От болезни, если она и имела место, не осталось и следа. Все съели впечатления. Когда я соизволила, наконец, подняться, со мною осталась только слабость и головная боль.
В спальне ничего не поменялось. Потрогав фитили свечей, я засомневалась, не понимая, теплые они или холодные. В конце концов оставив это безнадежное занятие, я вышла в коридор, прошла по комнатам, где тоже ничего не поменялось. Все равно, сон произвел на меня такое впечатление, что целый день я ходила сама не своя, пытаясь понять, произошло ли что-то ночью или это помутился рассудок.
Весь следующий день лил дождь, я очень удачно осталась дома. На улице не появилось ни души, что я могла сказать с уверенностью, так как полдня проглядела в окно, выпивая уже, наверное, пятую кружку чая. Хмурость погоды нагоняла сонливость. Ужасное состояние. Занимать себя чем-либо, кроме как пассивным сидением за столом, не хотелось. Я медитативно созерцала серебристые линии дождя, беспрерывно дрожащие лужицы, смутные очертания соседних домов, погруженных в туман, как в перину. Где-то на горизонте за коричневым массивом голых ветвей клубились серые, дышащие водой, как слезами, облака. Они варились в огромном котле небосвода, перемешиваясь, раздуваясь или, наоборот, исчезая. Их меланхоличность нагоняла на меня еще большую тоску.
Воспоминания мои ходили по кругу, начиная с того момента, как я попала в дом к Керранам, до сего дня. Я все продолжала копаться, выискивать, рассуждать и надеяться.
Вечером дождь прекратился, но стемнело так рано, что вечер как-то прошел мимо, и сразу же наступила ночь. Хотя, может, я и не заметила его.
Меня встретила прохладная постель. Поеживаясь и стараясь улечься поудобней, мне хотелось уснуть побыстрее, чтобы поскорее проснуться и начать другой день раздумий, может быть, более удачный. В ночной тишине слышалось тиканье часов, а за окном завывание ветра. Прислушиваясь то к одному, то к другому и слепо созерцая темноту, я лежала некоторое время, не думая ни о чем. Потом вдруг в моей голове всплыл разговор с Петрой.
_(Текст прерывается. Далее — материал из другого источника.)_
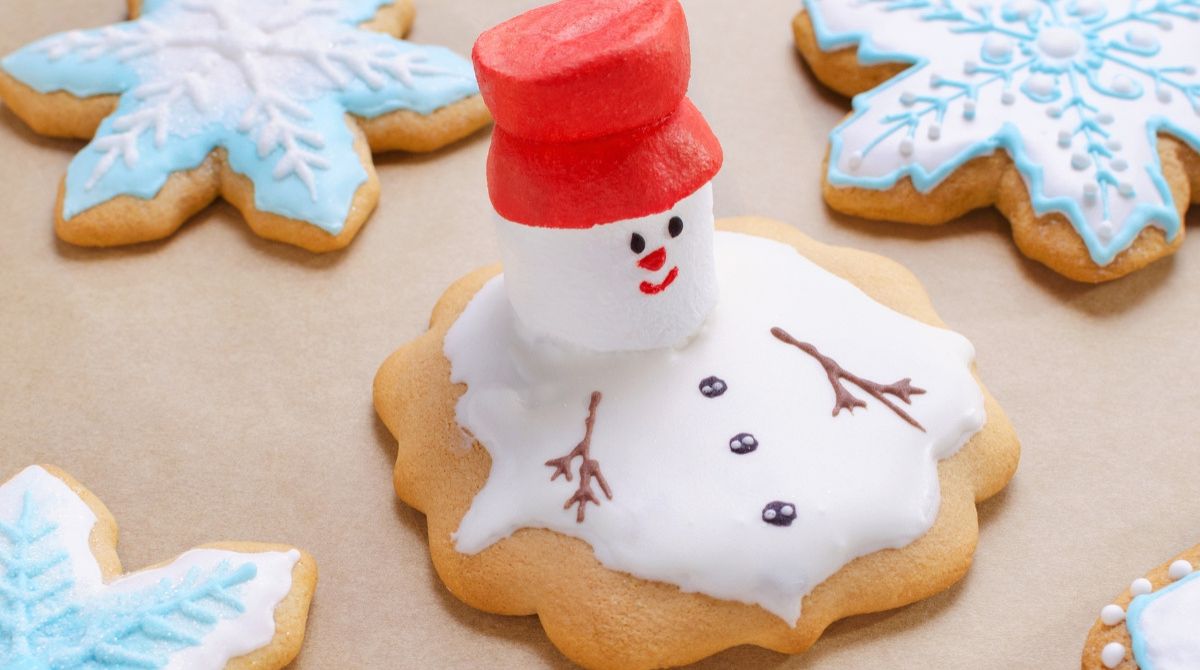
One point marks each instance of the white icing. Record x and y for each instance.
(246, 65)
(1068, 71)
(1179, 569)
(237, 635)
(231, 638)
(1168, 626)
(1113, 654)
(583, 286)
(685, 508)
Увы, мне не были известны все девушки клана и сделать выводы относительно них не представлялось теперь возможным. Что касается Петры, сногсшибательной красавицы и прирожденной королевы, несмотря на такие эпитеты, меня всю скручивало при мысли о том, что она бы могла стать спутницей Керрана. Он, наверное, и сам видел эту огромную разницу между ними. Чего он, интересно, вообще искал? Неужели он имел настолько избирательные вкусы, что во всем вампирском обществе не нашлось достойной его девушки? Или он действительно ненавидел вампиров настолько, что представительницы женского пола, какими бы красотками они не являлись, но будучи вампиршами, тут же вызывали в нем отвращение?